Когда сдавали они свои ящики, мешки, вьючные оленьи сумины, набитые, обтерханные уже до них перекочевками рюкзаки, Игорь видел, как возле похаживал Ефим. Потом он с глаз пропал.

К Тимке-казачку ехали на такси. Дед, второй злобинский рабочий, с опаской показал в заднее окно машины и шепнул, что следом едет Ефим.

В сенцах он придержал Игоря за рукав и захлебывающимся шепотом в одну длинную очередь выдал, что видел, как Ефим украл из камеры хранения рюкзак, что за этим он специально прилетал — сделать, мол, дело, никто не знает, что он сейчас в городе.

— Почему там не сказал никому? — бросил ему Злобин.

— Боялся, — просто и обезоруживающе ответил дед.

Тимкин домишко из выбеленных до серебристости временем бревен, как и все в этом старом районе Якутска, прятался за глухими заборами и сараями.
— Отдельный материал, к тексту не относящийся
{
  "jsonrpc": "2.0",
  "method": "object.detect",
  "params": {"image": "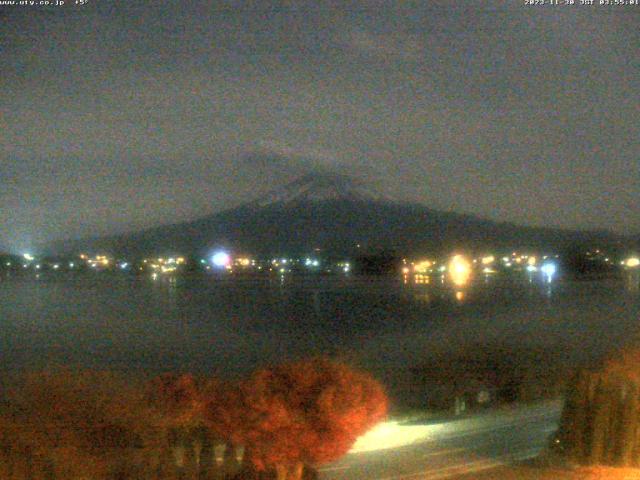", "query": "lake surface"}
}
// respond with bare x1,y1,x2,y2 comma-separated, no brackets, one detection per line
0,272,640,402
Разбойное безлюдье было здесь, но Злобин не особенно переживал, потому что, хотя и не доверял до конца Тимке и не особенно надеялся на деда, был с документами и большими казенными деньгами не один. Утром еще в общежитии экспедиции присоединился к его бригаде студент-практикант, казавшийся Злобину парнем бывалым. Тем более было ему надежнее, что был практикант с ним в одних правах: ответственностью облечен — летел к своей бригаде начальником.

Они еще только осматривались, привыкали в комнате. Тимка хозяйским жестом утвердил за ними две смежные комнатушки; объяснил, мол, жена с детьми уехала к старикам и переспать здесь до утра будет отлично.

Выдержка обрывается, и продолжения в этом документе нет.